Bond volatility has been notably higher in this cycle than other assets’ volatility, such as equities and FX. Indeed, the recent rise in the MOVE index, i.e. implied volatility, has taken it to a level above realized volatility it has rarely exceeded in the last 30-plus years.

The immediate catalyst for the rise in bond volatility has been the Federal Reserve’s rate-hiking cycle. But this was itself triggered by the rise in inflation. It is the inherent increase in uncertainty that goes with elevated inflation that is the ultimate source of rising volatility.

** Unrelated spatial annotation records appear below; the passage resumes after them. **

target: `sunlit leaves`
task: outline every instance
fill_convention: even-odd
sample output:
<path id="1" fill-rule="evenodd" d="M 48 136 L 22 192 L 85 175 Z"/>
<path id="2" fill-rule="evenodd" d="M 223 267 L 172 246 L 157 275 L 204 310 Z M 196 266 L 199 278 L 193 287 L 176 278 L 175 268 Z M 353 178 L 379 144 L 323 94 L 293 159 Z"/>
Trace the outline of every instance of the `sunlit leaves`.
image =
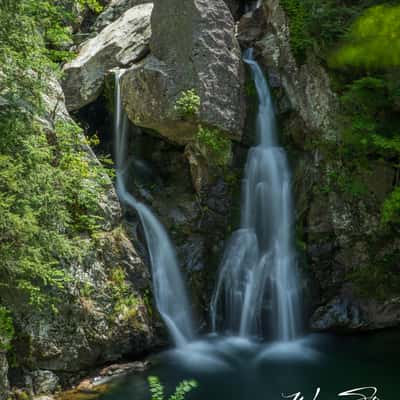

Higher inflation volatility goes hand in hand with higher market volatility, especially in rates and fixed-income markets. Inflation is very likely to be persistent, and soon to begin re-accelerating. Inflation volatility has moderated somewhat from its recent highs, but is picking up again.

As long as inflation volatility remains elevated, bond vol will remain likewise. This is even more so the case as the yield curve continues to rise, with steeper curves an inherent source of yield volatility.